Currently, American corn farmers average about 180 bushels per acre, and the world average is around 82 bushels per acre. The authors assume a modest 1.7 percent per year increase in corn yields between 2010 and 2060, which implies that “the average global yield in 2060 would resemble the average U.S. yield in 2010.”
One concern is that farmers may be approaching the biological limits of photosynthesis, which would constrain crop yields. But the authors note that the winners of the annual National Corn Yield Contest currently produce non-irrigated yields of around 300 bushels per acre, nearly double average U.S. yields. Ausubel suggests that the difference between the global average of 82 bushels and contest-winning 300 bushels per acre yields means that “much headroom remains for farmers to lift yields.”

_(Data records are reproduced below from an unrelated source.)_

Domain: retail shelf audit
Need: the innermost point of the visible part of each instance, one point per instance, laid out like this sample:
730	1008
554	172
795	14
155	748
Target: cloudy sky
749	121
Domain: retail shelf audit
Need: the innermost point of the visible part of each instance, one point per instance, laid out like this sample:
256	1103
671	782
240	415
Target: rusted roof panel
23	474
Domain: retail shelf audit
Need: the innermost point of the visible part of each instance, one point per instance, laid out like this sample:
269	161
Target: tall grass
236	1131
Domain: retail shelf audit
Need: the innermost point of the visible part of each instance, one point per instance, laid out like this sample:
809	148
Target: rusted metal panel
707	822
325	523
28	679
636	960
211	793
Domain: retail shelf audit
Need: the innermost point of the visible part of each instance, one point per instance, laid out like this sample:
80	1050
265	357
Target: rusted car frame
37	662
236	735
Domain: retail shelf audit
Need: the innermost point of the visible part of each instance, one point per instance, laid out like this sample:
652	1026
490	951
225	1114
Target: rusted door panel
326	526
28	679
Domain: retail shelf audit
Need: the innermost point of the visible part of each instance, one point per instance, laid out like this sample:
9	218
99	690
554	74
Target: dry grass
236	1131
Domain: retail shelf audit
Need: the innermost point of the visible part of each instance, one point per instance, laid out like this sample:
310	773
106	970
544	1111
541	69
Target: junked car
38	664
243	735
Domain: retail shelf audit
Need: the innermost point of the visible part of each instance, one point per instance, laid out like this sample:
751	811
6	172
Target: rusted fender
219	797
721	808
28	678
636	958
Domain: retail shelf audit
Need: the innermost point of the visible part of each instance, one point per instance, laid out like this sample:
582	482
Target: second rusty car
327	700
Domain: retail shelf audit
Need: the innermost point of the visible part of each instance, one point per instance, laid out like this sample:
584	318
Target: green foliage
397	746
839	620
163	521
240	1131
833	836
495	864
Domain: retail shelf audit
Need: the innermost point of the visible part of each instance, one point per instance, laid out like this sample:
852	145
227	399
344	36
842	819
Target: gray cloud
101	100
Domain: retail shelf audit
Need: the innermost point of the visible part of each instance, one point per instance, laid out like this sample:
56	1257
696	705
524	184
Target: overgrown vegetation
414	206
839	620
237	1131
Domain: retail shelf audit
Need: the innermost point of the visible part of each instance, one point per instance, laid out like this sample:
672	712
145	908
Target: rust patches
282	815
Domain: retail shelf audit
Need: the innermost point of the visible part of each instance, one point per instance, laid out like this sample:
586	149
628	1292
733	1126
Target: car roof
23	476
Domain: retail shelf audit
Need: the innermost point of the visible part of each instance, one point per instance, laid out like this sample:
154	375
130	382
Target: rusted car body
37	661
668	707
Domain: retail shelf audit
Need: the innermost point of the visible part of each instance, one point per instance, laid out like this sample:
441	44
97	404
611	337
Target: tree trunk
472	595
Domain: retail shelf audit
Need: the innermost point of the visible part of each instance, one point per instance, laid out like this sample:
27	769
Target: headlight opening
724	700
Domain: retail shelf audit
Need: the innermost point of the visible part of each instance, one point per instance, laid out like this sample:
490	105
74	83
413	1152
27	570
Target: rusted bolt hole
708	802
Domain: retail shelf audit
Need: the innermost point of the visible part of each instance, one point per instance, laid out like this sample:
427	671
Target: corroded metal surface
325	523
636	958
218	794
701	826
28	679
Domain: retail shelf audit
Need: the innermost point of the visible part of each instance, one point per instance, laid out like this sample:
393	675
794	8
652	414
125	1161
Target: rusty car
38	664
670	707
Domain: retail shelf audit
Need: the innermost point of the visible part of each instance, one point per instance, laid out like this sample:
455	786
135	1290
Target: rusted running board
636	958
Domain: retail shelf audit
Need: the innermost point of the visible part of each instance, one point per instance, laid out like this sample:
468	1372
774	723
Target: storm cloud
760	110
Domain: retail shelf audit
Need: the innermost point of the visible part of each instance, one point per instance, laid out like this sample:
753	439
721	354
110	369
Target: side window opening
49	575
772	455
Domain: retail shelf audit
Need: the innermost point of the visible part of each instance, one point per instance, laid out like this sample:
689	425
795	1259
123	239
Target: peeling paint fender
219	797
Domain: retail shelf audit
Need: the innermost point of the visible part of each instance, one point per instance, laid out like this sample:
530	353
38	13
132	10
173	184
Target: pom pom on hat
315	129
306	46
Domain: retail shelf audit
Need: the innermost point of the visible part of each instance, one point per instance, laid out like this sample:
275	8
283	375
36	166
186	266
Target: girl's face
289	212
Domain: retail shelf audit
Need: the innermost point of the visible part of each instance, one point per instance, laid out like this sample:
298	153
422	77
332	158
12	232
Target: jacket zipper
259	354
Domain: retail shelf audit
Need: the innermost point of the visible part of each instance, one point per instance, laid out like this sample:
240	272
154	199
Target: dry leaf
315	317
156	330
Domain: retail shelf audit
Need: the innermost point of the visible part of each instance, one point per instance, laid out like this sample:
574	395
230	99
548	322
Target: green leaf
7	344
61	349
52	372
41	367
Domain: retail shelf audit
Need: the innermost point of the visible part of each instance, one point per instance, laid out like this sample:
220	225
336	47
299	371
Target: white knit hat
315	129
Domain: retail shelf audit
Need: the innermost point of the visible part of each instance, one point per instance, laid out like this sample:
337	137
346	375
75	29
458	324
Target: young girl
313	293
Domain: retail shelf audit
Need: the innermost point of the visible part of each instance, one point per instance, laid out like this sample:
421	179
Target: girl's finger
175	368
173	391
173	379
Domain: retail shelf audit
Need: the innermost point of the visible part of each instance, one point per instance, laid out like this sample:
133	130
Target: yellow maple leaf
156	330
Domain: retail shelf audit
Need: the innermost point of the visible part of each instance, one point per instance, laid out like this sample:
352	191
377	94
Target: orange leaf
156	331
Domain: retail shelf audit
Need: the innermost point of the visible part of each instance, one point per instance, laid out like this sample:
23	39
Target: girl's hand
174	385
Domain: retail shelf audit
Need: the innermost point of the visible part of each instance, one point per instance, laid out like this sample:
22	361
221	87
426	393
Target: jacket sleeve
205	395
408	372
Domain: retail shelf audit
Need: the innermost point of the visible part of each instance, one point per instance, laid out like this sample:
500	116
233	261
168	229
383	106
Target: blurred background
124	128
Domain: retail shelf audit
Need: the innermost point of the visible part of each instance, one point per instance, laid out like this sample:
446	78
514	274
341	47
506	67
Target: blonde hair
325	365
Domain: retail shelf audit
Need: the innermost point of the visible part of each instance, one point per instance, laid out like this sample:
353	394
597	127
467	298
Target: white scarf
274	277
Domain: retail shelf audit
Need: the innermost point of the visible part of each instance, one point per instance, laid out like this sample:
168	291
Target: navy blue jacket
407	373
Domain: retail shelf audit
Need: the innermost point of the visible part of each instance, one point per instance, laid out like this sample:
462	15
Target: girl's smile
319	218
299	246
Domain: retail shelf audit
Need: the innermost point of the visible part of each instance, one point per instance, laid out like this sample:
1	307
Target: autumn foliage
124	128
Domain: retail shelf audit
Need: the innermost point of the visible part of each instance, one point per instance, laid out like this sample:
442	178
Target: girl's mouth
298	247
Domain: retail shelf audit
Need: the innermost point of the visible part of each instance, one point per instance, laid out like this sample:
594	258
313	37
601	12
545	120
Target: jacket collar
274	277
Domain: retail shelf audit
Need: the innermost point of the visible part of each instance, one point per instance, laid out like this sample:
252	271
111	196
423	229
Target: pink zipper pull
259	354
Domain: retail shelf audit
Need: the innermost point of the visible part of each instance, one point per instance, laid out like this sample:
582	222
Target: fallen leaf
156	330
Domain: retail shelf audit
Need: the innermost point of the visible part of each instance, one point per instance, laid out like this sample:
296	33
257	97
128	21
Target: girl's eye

Cranking various population, economic growth, and yield trends through the ImPACT equation, the authors conservatively conclude that in 2060 “some 146 million hectares could be restored to Nature, an area equal to one and half times the size of Egypt, two and half times France, or ten times Iowa.” Under a slightly more optimistic scenario—one where population growth slows a bit more, people choose to eat somewhat less meat, agricultural productivity is modestly higher, and there’s less demand for biofuels—would spare an additional 256 million hectares from the plow. That would mean nearly 400 million hectares restored to nature but 2060, an area nearly double the size of the United States east of the Mississippi River.
As Ausubel notes, sparing land usually also means sparing water, which would lessen pressure on the world’s fresh water supplies. Crops need nitrogen to grow, but excess nitrogen fertilizer running off fields pollutes streams and is responsible for algal blooms that produce low-oxygen dead zones in many coastal regions. Researchers are hard at work on producing biotech varieties that need far less nitrogen.
Efforts to dramatically boost the photosynthetic efficiency of staple grain crops are moving forward, prompting optimistic conjectures that “farmers could grow wheat and rice in hotter, dryer environments with less fertilizer, while possibly increasing yields by half.” Currently about 40 percent of the world’s grain is fed to livestock to produce meat. In the ultimate move toward what Ausubel calls “landless agriculture,” the biotech company Modern Meadows hopes to use tissue engineering and 3D printers to make meat. Obviously, such breakthroughs would free up even more land.
“Now we are confident,” the authors conclude, “that we stand on the peak of cropland use, gazing at a wide expanse of land that will be spared for nature.” Now that’s a real Green Revolution!